Search relevance
Ethan Stock talks on his blog about the four fundamental ways to determine relevance in search results. These are:
1) Market/collective/algorithmic - Call it the law of large numbers, the wisdom of crowds, or statistical truth, but PageRank and similar "hubs and authorities" algorithms figure out, on average, what everybody thinks of a given site.
2) Expert/editorial - Roger Ebert on movies. Julia Child on cooking. Henry Kissinger on diplomacy. They've spent a lifetime figuring out what is the best, and the'll tell you so. Yahoo's roots are in this sort of directory/taxonomy/recommendation based organization.
3) Personal - Based on the user's past history and demonstrated interests, give them results that most closely match their tendencies. Amazon's A9 is the best current example.

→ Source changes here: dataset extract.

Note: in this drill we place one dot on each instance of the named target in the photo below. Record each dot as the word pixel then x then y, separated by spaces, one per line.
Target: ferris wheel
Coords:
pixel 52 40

4) Social - Based not only on the user's past history and demonstrated interests, but on those of all the people they know. This is a fascinating middle ground (possible sweet spot?) in between personal and collective/algorithmic -- you've got enough critical mass of opinions on key topics to hopefully eliminate outliers, but you've got a close enough connection to the user that you can bend your results to match their point of view.
The one that he left out that is getting important these days is location. All the major search engines have the concept of local search, which can retrieve results given a certain location either explicitly (user specifies which location) or implicitly (GPS device, Mobile network location etc). So for instance if I search for "weather", then the most important search hit should be the weather of the city I am currently in.
Medio is a mobile search company trying to incorporate location and personal data to provide answers to queries rather than just search results. The company came out of stealth mode earlier this year and has put up some information about their product on their website.